Don Pesci: The moral deracination of the West
Leftists are winning the culture war, the war on Western Civilization, because rootless politicians have shown themselves unwilling to enter the lists and do battle with the new morality.
For this reason, American culture is being redefined – reinvented, as the leftists would have it – by social anarchists with knives in their brains. It has become fashionable among New York leftist politicians to wink at, and even to publicly celebrate, infanticide. No assault on traditional sensibilities, it would seem, is beyond the pale.
Daniel Patrick Moynihan’s notion that third trimester abortion is too close to infanticide to be tolerated by men and women of conscience is now regarded as embarrassingly quaint by New York’s smart set, among whom are Gov. Andrew Cuomo and New York City Mayor Bill de Blasio, not his birth name.
Moynihan was a sociologist, the author of “The Moynihan Report,” a professor at Harvard University, a top adviser to President Nixon, and a four-term U.S. senator representing New York. He was also a proud liberal. Today, it is very nearly a philological sin to call the new moralists “liberal” in the sense in which liberalism had been embraced by Moynihan or, here in Connecticut, by such prominent governors as Abraham Ribicoff and Ella Grasso.
In Europe, the moral deracination – which, of course, marches under the banner of moral rectitude – has proceeded at an alarming rate. The Netherlands in 2005 stole a march on other morally backward-looking states by becoming the first country to decriminalize euthanasia for infants with presumed “hopeless prognosis and intractable pain. “ Nine years later, Belgium amended its 2002 Euthanasia Act to extend the rights of euthanasia to minors.
People living in the United Sates have always fancied that, though conjoined historically to Europe by history and ties of affection, there was an ocean separating us. Modern communications have removed this cultural prophylactic. Historical differences also have served as a barrier to disruptive ideas that in Europe plunged France into a bloody revolution centered on fatal utopian ideas.

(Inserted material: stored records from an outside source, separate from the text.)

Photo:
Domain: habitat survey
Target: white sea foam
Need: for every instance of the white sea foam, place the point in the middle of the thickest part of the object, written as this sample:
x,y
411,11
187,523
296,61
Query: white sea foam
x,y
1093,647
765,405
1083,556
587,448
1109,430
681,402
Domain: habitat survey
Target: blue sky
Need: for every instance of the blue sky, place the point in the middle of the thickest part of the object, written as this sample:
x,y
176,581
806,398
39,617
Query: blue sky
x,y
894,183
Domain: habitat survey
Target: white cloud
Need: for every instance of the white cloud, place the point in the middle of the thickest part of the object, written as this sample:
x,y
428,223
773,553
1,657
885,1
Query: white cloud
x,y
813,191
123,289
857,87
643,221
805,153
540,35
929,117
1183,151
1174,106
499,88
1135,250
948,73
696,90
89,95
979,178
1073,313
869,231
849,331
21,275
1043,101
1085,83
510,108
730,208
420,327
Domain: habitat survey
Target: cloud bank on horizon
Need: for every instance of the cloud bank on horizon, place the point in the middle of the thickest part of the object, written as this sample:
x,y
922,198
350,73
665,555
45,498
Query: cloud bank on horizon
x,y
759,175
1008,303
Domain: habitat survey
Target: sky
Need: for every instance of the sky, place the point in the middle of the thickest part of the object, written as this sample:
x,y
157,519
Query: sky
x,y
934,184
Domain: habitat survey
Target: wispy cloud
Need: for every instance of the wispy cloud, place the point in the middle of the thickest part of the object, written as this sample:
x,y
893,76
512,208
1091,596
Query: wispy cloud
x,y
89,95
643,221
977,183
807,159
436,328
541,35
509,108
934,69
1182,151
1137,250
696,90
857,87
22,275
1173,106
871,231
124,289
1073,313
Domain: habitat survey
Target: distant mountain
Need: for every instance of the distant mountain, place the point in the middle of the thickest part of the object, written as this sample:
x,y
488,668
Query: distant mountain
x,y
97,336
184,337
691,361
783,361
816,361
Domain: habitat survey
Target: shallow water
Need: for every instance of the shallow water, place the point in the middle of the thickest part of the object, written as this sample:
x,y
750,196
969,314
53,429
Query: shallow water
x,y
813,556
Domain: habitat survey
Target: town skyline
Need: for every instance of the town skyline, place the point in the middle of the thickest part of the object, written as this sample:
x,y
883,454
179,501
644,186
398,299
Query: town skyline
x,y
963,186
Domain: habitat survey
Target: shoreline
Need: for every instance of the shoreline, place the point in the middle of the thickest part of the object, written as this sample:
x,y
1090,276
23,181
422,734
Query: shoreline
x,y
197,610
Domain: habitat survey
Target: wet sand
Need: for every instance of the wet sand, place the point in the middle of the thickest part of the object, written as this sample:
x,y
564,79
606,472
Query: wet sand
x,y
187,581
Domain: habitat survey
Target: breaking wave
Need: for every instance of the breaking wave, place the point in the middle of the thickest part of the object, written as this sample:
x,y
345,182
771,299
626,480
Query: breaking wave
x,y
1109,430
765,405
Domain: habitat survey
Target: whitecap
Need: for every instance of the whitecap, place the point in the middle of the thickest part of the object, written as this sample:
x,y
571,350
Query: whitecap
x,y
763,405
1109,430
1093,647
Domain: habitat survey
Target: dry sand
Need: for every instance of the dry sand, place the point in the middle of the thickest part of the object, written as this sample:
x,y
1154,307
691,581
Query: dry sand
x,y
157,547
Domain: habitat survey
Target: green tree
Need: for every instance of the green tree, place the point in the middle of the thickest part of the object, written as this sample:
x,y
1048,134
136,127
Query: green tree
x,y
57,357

Under Hitler, Mussolini and Stalin – socialists all – fascism and the totalist state were necessary and indispensable political instruments in creating what all three thought of as “the new man,” a mechanist free at last of a Western culture that had imprisoned humankind in religious and cultural chains. In a future shaped by mechanistic ideology, politics and brute force, the very nature of man would be irreversibly altered. This is, as Roger Scruton points out in his brief and indispensable history of the conservative movement in the Western world, Conservativism: an Invitation to the Great Tradition, the original sin of socialism, the absurd notion that the world may be made over anew by a transcendent state. For Mussolini, the fascist administrative state was a secular god clothed in omnipotence and omnipresence. “Everything in the state; nothing outside the state; nothing above the state” – such was the fascist definition of social bliss.
History, tradition, subsidiary political organizations such as family and church, a constitutional state, a media determined to declare the truth at all costs, modesty in politics, the good manners of polite society, respect for women, personal honor, the protections a state holds out to “the least among us” -- the infirm, the aged, the poor, victims of unfettered abortion – all these blessings were, in effect, walls and barriers that prevented a false god, the omnipotent and omnipresent state, from clawing away from us our God-given rights and responsibilities with its mechanical, inhuman talons.
U.S. Sen. Dick Blumenthal, for two decades Connecticut’s attorney general/regulator-in-chief, regards any limitation of abortion, however practical or reasonable, as proceeding from immoral premises, and he continues to insist falsely that regulations concerning third trimester abortion deprive women of a right to unfettered abortion. Limiting abortion to the first two trimesters of a pregnancy does not remove a presumed right to abortion; it simply designates the time frame in which an abortion may be legally appropriate.
At the end of May, Connecticut Gov. Ned Lamont and Lt. Gov. Susan Bysiewicz sent a missive to women who own businesses in Alabama, Georgia and Missouri pronouncing themselves “appalled at… actions that erode the ability of women to make informed decisions about their health and bodies” and inviting women who own businesses in such states “to relocate your operations to a state that supports the rights of women and whose actions and laws are unwavering in support of tolerance and inclusivity.” The carefully constructed sales pitch does not once mention the word “abortion.”
Indeed, any discussion of unregulated abortion on demand, at any time for any reason, is delicately dropped from the polite conversations of the political new moralists. But the euphemisms – “informed decisions” about “health and bodies” – serve to cinch the point without discomforting women, also concerned about their health and the bodies of their unborn children, whose birth decisions may have been informed by the prevalence of ultra-sound images that show late term fetuses bearing a striking resemblance to newly born children, Moynihan’s enduring point.
The new moralists have not yet raised abortion to the level of a new secular sacrament, but the Orwellian letter from Connecticut’s governor and lieutenant governor suggest that the state’s discarded motto “Still Revolutionary” may in the near future be replaced by a new sales pitch to states considering relocation – “Connecticut: The Abortion State.”
Don Pesci is a Vernon, Conn.-based columnist.